1999 yapımı ve Bruce Willis’in oynadığı Altıncı His filminde de işlenen konu, sürükleyici senaryosuyla oldukça beğeni toplamış ve pek çok kişinin ilgisini çekmişti. Çoğunlukla psikolojik gerilim filmlerinde gördüğümüz bu deneyim, pek çok kitapta ve araştırma programlarında da yerini aldı. Bazen çevremizden, bazen de anlatılagelen hikayelerden, yalnızca insanlarda değil hayvanlarda da gözlemlendiği söyleniyor. Özellikle yırtıcı hayvanlarda sezgilerin daha kuvvetli olduğuna inanılır.
Yılanların karanlık alanlardaki objeleri hissettiği, örümceklerin de bir çeşit telepatik yolla iletişim kurduğu düşünülür. Atların depremi hissettiği, huzursuzlaşarak bulundukları ortamı terk etmeye çalıştıkları da çoğunluğumuzun duyduğu bir hikayedir. Hayvanlarda oldukça güçlü olan bu hissin; avlanmalarında, tehlikeden uzaklaşmalarında, besin arayışlarında önemli bir katkısı olduğu düşünülür.
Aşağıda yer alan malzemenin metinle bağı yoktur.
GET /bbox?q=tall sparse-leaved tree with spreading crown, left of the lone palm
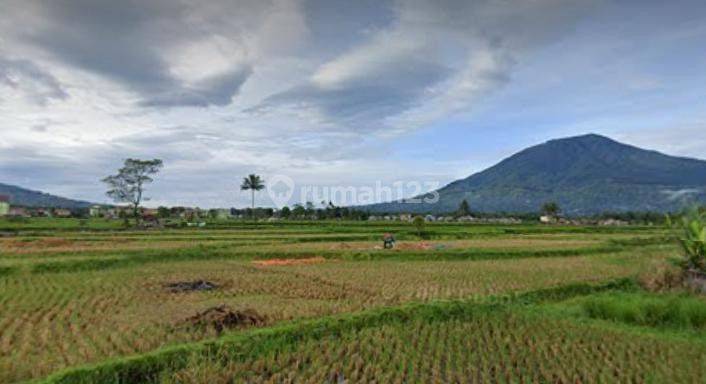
[102,159,163,223]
Altıncı Hissimiz Doğruyu Mu Söyler?
Aslına bakarsak, hislerimizin ve zihnimizin karışımıyla bütünleşen bir noktada kesin bir çıkarım yapmamız oldukça zor. Anksiyete veya korku hissettiğimiz durumlarda olumsuz düşünmeye oldukça eğilimli oluruz. Böyle bir durumda da zihnimizden geçen her şeyi kötüye yorarız. Fazlasıyla arzuladığımız bir duruma dair umutlu olma hali, bizi olumlu bir sonuca inandırabilir.
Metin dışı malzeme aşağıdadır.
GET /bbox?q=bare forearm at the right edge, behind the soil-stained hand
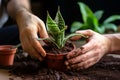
[105,34,120,52]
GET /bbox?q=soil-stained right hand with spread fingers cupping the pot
[65,30,111,70]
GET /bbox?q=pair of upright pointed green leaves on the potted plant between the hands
[46,10,66,48]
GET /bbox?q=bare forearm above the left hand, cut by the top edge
[7,0,31,18]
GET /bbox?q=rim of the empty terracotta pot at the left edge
[0,45,17,54]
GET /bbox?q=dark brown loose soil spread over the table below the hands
[5,49,120,80]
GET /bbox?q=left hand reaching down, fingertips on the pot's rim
[16,11,48,61]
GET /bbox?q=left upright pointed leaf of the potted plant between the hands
[46,13,61,47]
Korktuğumuz senaryoları düşündüğümüzde de kötü bir şey olacakmış hissine kapılabiliriz. İsteklerimizin ve stres kaynağı olan düşüncelerimizin handikap yaratması da altıncı hissimizin devrede olmasına engel teşkil edebilir. Yani kötü bir şey olacağına dair duyulan korku, çoğunlukla panikten başka bir şey olmayabilir. Peki altıncı hissimizin doğru söyleyip söylemediğini nasıl anlayabiliriz?
Spiritüel kişilere göre altıncı hisse güvenmenin yolu da zihni sakinleştirmekten geçiyor. Geçmişe yönelik üzüntülerle meşgul bir zihin, anda kalamayacağı için doğal olarak karamsarlık eğilimindedir. Buna benzer olarak da gelecek korkusuyla meşgul birinin kendi iç sesini dinlemeye vakti bile yoktur. İşin en zor kısmının sükunet sahibi bir zihne ulaşmak olduğunu düşünürsek, ayırt etmemiz için nötr bir ruh haline sahip olmamız gerekli.
Altıncı Hissimize Göre Hareket Etmeli Miyiz?
İnsan aklının kompleks yapısını, ruh halimize olan etkilerini düşünürsek net bir şey söylememiz imkansız gibi duruyor. Doğası gereği çeşitli savunma mekanizmaları olan insanoğlu, bilinçli olarak farkına varamayacağı şekilde yanıltıcı sezgilere kapılabilir. Bahsettiğimiz şekilde korku, aşırı istek, tedirginlik ve bu gibi hislerin sonucu aldatıcı olabilir.
Farkındalığımızı hissetmemiz için meditatif bir zihinde kalmak elbette zor. Altıncı hissimize güvensek de, mantıklı kararlar almamız gerektiği kuşkusuz. Hem iç sesimizi dinleyerek hem de rasyonel bir şekilde hareket ederek sezgilerimizi dinlemeye devam edebiliriz. Dengede kalmanın verdiği güven hissiyle, spiritüel yanımızı keşfetmeye başlayabiliriz.